Embedding files with shortcodes (FileShortcodeProvider) no longer provides a session grant by default. This is because it has the potential to escalate file access to users who otherwise should not have viewing permissions for the file.

There is a minor performance trade-off for disabling these grants. If you have a page with a lot of images that are in a draft state or have custom viewing permissions, it adds an extra database query for each embedded image. With session grants enabled, the first permission check persists the grant into the session, meaning there is no need to query the database on every single file.

Unless you have a lot of shortcode images embedded with protected or draft status on a single page, this setting is best left to its default value of false.
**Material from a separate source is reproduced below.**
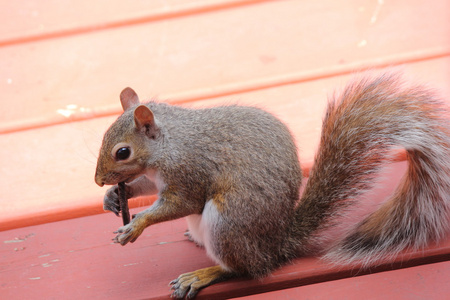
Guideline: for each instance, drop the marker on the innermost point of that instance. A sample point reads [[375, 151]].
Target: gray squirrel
[[234, 173]]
To revert to the old behaviour:

SilverStripe\Assets\Shortcodes\FileShortcodeProvider:
  allow_session_grant: true

If you were using the versionedfiles on your 3.x site

This release includes a security fix for users who migrated from a 3.x site that used the versionedfiles module. The file migration would have left the _versions folders in your public filesystem as artefacts, leaving all the unpublished versions of your old files publicly accessible under a guessable URL.

To work around this, you can use the VersionedFilesMigrationTask:

$ vendor/bin/sake dev/tasks/migrate-versionedfiles strategy=[delete|protect]

If you choose the delete strategy (default), the task will delete all _versions files for you. Be sure to take a snapshot of your public/assets folder before doing so. If you choose the protect strategy, the task will drop an .htaccess file in your old _versions directories. This method only works if you are using Apache to serve your static files. If you are using another server such as Nginx, these files will remain publicly exposed. It is recommended you use the delete strategy if you are not using Apache.